TORONTO—Oscar-nominated director Adam Benzine bristles at being referred to as a filmmaker.
The Toronto-based journalist notes he only has one film under his belt, albeit one that will compete at this Sunday’s Academy Awards.
“For now I consider myself a journalist who made a film. But it’s going pretty well so far,” admits the 33-year-old Benzine, born and raised in London.
“I’m a little reluctant to embrace the term filmmaker. I mean, I guess now that I’m an Academy Award nominee I have to.
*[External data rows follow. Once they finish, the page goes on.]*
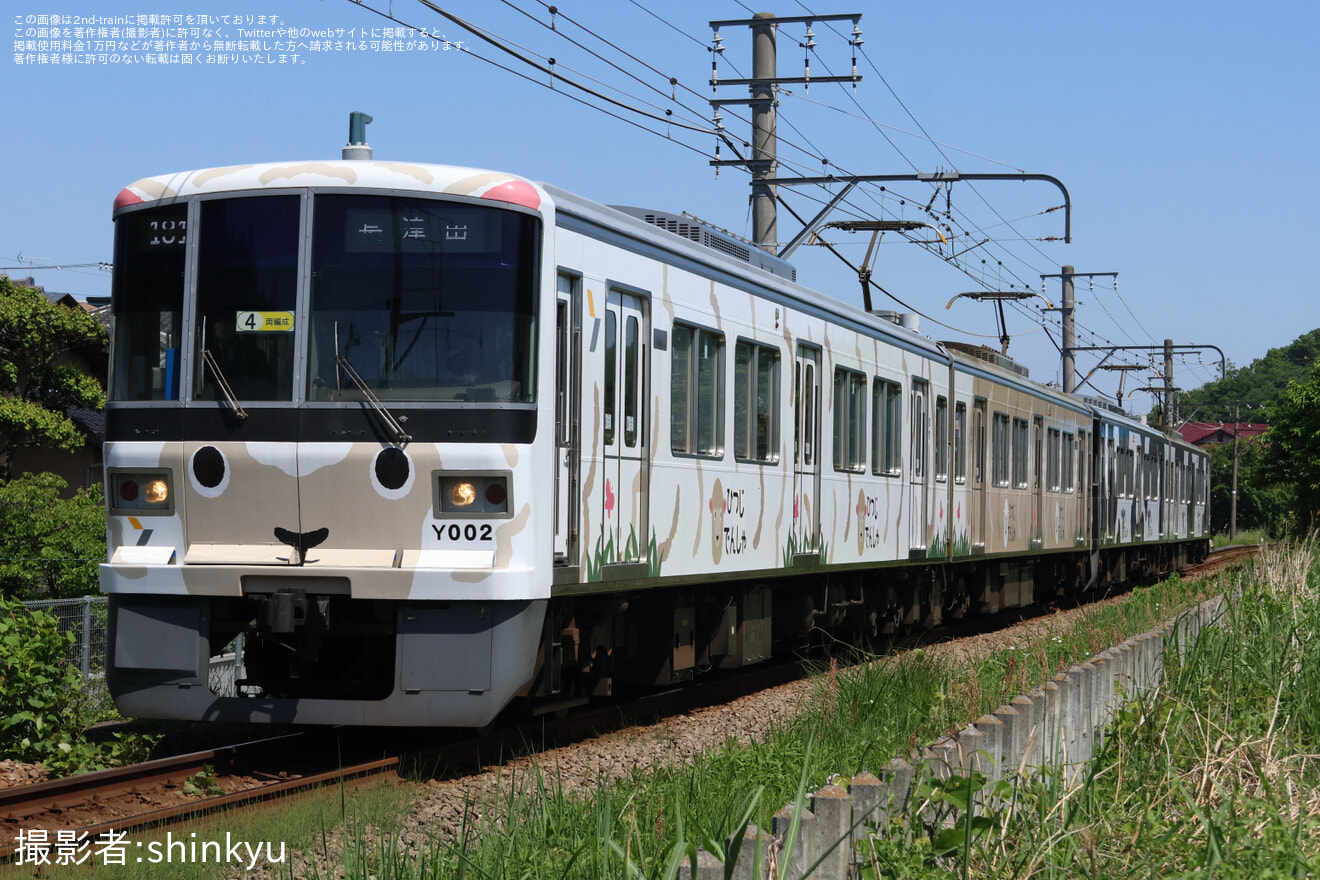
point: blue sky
(1183, 131)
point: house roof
(1216, 433)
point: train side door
(625, 438)
(1038, 482)
(807, 388)
(977, 503)
(568, 391)
(920, 462)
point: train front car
(324, 425)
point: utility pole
(1237, 416)
(763, 83)
(1067, 310)
(1168, 385)
(764, 147)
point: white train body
(434, 438)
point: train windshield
(247, 286)
(148, 304)
(421, 300)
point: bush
(41, 701)
(50, 548)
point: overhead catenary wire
(632, 110)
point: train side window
(1021, 451)
(1052, 454)
(886, 428)
(849, 421)
(999, 450)
(941, 440)
(611, 348)
(755, 403)
(1069, 458)
(696, 392)
(960, 442)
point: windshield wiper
(386, 416)
(222, 383)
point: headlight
(471, 495)
(462, 494)
(140, 492)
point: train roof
(416, 177)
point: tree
(49, 546)
(1292, 445)
(37, 383)
(1262, 502)
(1259, 384)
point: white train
(437, 438)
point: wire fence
(86, 619)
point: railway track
(157, 793)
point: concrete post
(753, 860)
(869, 806)
(803, 854)
(991, 763)
(833, 843)
(708, 867)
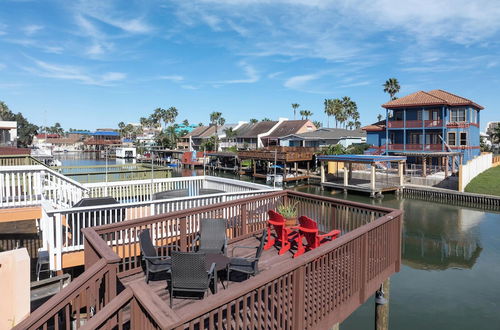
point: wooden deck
(269, 259)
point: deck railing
(31, 184)
(316, 290)
(62, 228)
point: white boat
(125, 152)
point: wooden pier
(314, 291)
(288, 157)
(371, 186)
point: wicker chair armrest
(211, 272)
(242, 247)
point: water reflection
(438, 237)
(435, 236)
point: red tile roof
(378, 126)
(434, 97)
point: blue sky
(91, 64)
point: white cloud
(174, 78)
(32, 29)
(299, 82)
(252, 76)
(106, 13)
(191, 87)
(75, 73)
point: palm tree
(230, 134)
(295, 106)
(216, 119)
(305, 114)
(391, 87)
(328, 111)
(170, 115)
(337, 109)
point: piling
(382, 310)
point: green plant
(288, 210)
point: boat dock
(371, 182)
(287, 159)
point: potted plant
(289, 212)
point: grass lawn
(487, 182)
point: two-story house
(426, 123)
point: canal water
(450, 277)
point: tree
(328, 111)
(305, 114)
(391, 87)
(337, 110)
(25, 130)
(231, 134)
(170, 115)
(216, 119)
(295, 106)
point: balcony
(415, 147)
(314, 291)
(415, 123)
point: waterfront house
(8, 133)
(424, 124)
(324, 137)
(102, 138)
(287, 127)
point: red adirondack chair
(308, 228)
(283, 235)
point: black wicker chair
(189, 274)
(212, 236)
(248, 266)
(154, 264)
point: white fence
(143, 190)
(62, 228)
(31, 184)
(473, 168)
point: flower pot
(291, 222)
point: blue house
(433, 126)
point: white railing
(143, 190)
(63, 227)
(473, 168)
(32, 184)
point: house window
(463, 138)
(457, 115)
(452, 138)
(415, 138)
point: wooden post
(322, 167)
(346, 176)
(372, 177)
(446, 167)
(382, 311)
(298, 299)
(400, 170)
(424, 166)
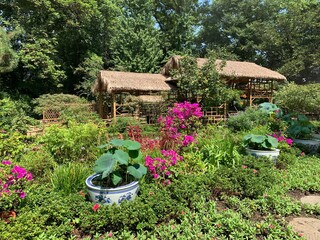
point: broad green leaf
(137, 170)
(117, 142)
(132, 145)
(121, 157)
(273, 142)
(257, 138)
(103, 146)
(116, 178)
(104, 164)
(134, 154)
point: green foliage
(120, 163)
(72, 144)
(12, 145)
(299, 127)
(38, 59)
(8, 57)
(55, 101)
(120, 126)
(45, 213)
(13, 117)
(251, 179)
(38, 161)
(136, 46)
(69, 178)
(203, 82)
(260, 142)
(299, 98)
(223, 152)
(88, 71)
(230, 25)
(247, 120)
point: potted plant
(301, 131)
(261, 145)
(117, 172)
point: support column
(114, 107)
(100, 105)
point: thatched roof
(115, 82)
(150, 98)
(230, 69)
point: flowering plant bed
(13, 180)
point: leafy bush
(247, 120)
(299, 98)
(12, 144)
(55, 102)
(120, 126)
(74, 143)
(251, 179)
(70, 178)
(13, 117)
(38, 161)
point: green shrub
(38, 161)
(74, 143)
(120, 126)
(299, 98)
(13, 117)
(247, 120)
(12, 144)
(70, 178)
(251, 179)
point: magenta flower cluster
(161, 167)
(12, 184)
(178, 126)
(281, 138)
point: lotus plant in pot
(261, 146)
(301, 131)
(117, 172)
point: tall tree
(136, 46)
(282, 35)
(59, 35)
(8, 57)
(177, 20)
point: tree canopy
(53, 46)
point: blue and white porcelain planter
(271, 154)
(311, 145)
(116, 195)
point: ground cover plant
(203, 186)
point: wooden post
(114, 107)
(250, 97)
(271, 97)
(100, 105)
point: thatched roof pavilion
(114, 82)
(117, 82)
(230, 69)
(255, 81)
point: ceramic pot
(116, 195)
(271, 154)
(309, 145)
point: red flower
(95, 207)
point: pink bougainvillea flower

But I still think of myself as a journalist first and foremost.”
Benzine’s film, “Claude Lanzmann: Spectres of the Shoah,” examines the story behind Lanzmann’s 1985 documentary “Shoah,” a nine-and-a-half-hour portrait of the Holocaust as told by those who witnessed, survived or committed its atrocities.
The film took Lanzmann more than 12 years to make as he painstakingly tracked down interview subjects including a former Nazi who he surreptitiously recorded, resulting in a brutal beating that landed him in hospital for a month.
Overall, Lanzmann shot 225 hours of footage and spent five years editing. Benzine says the project left him with “a very deep wound.”
“My sense is he still is recovering and may never recover,” says Benzine, who came to Canada in 2011 and became a permanent resident in 2015.
“It takes a toll on him emotionally, financially, physically, mentally. It really pushes him to his limit. He could have died making the film. He contemplated suicide whilst making the film.
“He seemed to understand, or felt, there was only one correct way to make the film—that it had to be this epic behemoth of a film. And he was getting a lot of exterior pressure from financiers who thought that, frankly, he was never going to deliver a film, that he had lost his way, that this was never going to be finished.”
What resulted was a shattering account of the Holocaust, says Benzine.
“It’s relentlessly upsetting. And the overpowering rhythm of details, details, details, details, sometimes really minute details—how wide the corridors were, what colour the gas vans were, how many steps it was from the train to the platform—paints an image in your mind that means that at the end you really have a very different understanding of the horror of what these people went through.”
Benzine completed the documentary in April 2015, almost 30 years to the day “Shoah” premiered in Paris.
“Claude Lanzmann: Spectres of the Shoah” is one of two films with Canadian ties in the running for the best short doc trophy. Benzine faces competition from “A Girl In the River: The Price of Forgiveness,” directed by Pakistani-Canadian Sharmeen Obaid-Chinoy.
Benzine said he was looking forward to bringing Lanzmann to the Academy Awards as his guest.
“He is 90 years old, so it’s quite a big deal for him to fly from Paris to L.A.,” he said.
“But I’m really just very pleased that he’ll have the opportunity to walk the red carpet alongside Martin Scorsese and Steven Spielberg and all the other great filmmakers and have this moment of appreciation.”